Pour ce volume de la collection de monographies « … à la plage » consacrées à des grands noms et à de grands thèmes du monde scientifique, les auteurs sont allés dénicher une véritable photographie d’époque de Pasteur… à la plage ! Une belle trouvaille concernant un individu qui aura sans doute passé plus de temps du côté des cuves à fermentation et des laboratoires de recherche qu’au bord de la mer, un individu qui se destinait plutôt à une carrière artistique mais que la contrainte paternelle aura poussé dans une toute autre voie, et, in fine, à devenir une figure majeure de la science. Car Pasteur, ce n’est pas seulement un individu, ce n’est pas seulement une série de découvertes majeures, mais c’est aussi l’ouverture spectaculaire d’un continent inexploré, celui de la microbiologie, qui à son tour ouvrira les portes d’autres domaines de la biologie.

« Du fond des cuves, du laboratoire, Pasteur a fait jaillir un monde insoupçonné, peuplé d’êtres complexes et innombrables, qui a radicalement transformé la vision que nous avions de notre environnement et de nous-mêmes. »

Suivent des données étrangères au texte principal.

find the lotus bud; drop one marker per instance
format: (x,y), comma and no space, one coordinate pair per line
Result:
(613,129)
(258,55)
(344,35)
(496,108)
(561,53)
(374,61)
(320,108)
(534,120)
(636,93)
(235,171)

Les travaux sur la fermentation, la découverte en 1847 par Pasteur du phénomène de chiralité signent l’acte de naissance de la microbiologie, ou science du microbe, nom qui sera créé quelques décennies plus tard, en 1878, par le chirurgien militaire Charles-Emmanuel Sédillot. Acte de naissance d’une meilleure compréhension du vivant et des molécules qui le composent, car les travaux d’Antonie van Leeuwenhoek, qui avait découvert grâce à son microscope, au siècle précédent, ce qu’il avait nommé les animalcules, étaient jusqu’alors, faute de moyens scientifiques, restés au point mort. En s’intéressant à ces organismes minuscules, alors nommés corpuscules, animalcules, levures, bactéries, infusoires, champignons, Pasteur va faire des avancées de géant. Il va, par des expériences très simples, mettre fin à la théorie de la génération spontanée que nul n’était parvenu à infirmer. Il va démontrer que ces microorganismes sont ubiquitaires. Il va sauver l’industrie du ver à soie. Il va enrichir les travaux de Koch au sujet du cycle tellurique du bacille de charbon. Il va, enfin, mettre au point de nombreux vaccins. Mais il va, surtout ouvrir grandes les portes de la microbiologie, un continent nouveau dont les experts supposent à présent qu’elle comprend près de mille milliards d’espèces.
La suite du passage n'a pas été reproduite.